Unfortunately, when it comes to 2020, Guatemala and Honduras were not surveyed. And because Gallup hasn’t provided the scores and rankings for every country it’s studied, no results were available for Mexico in 2020 and 2021, and for Guatemala in 2021.
But as Gallup noted in 2020, “While several of the countries that usually top the list every year, including Panama, Honduras and Guatemala, were not surveyed in 2020, the region is still well represented on the Positive Experience Index. El Salvador leads the world with an index score of 82.” So it sounds like the pollsters believe that countries for which data is missing or not reported stayed pretty happy.
Also striking – the happiness scores of these four major sending countries were not only among the world’s highest. They were way above the global averages, which respectively were 71, 71, 71, and 69.

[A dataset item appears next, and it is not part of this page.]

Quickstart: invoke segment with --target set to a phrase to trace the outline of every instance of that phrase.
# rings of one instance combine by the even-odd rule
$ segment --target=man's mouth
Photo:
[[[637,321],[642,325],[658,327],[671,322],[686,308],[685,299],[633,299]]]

Polls, as I’ve repeatedly said, are by no means perfect, and polling in developing countries can be especially tricky because inhabitants often do live in dangerous environments where even the authorities (and often especially the authorities) can’t be trusted.
But these Gallup results are consistent over several years. And they are so at odds with the conventional wisdom about the deep-seated socio-economic reasons for hemispheric migration that they seem to add to the evidence that the recent surge stems less from changes in those root causes — or perhaps from these root causes at all (as opposed to seeking improvement, not survival or freedom) — and more from the more permissive immigation measures and rhetoric emanating from the current U.S. administration from Day One. That is, the recent situation really is a “Biden border crisis.”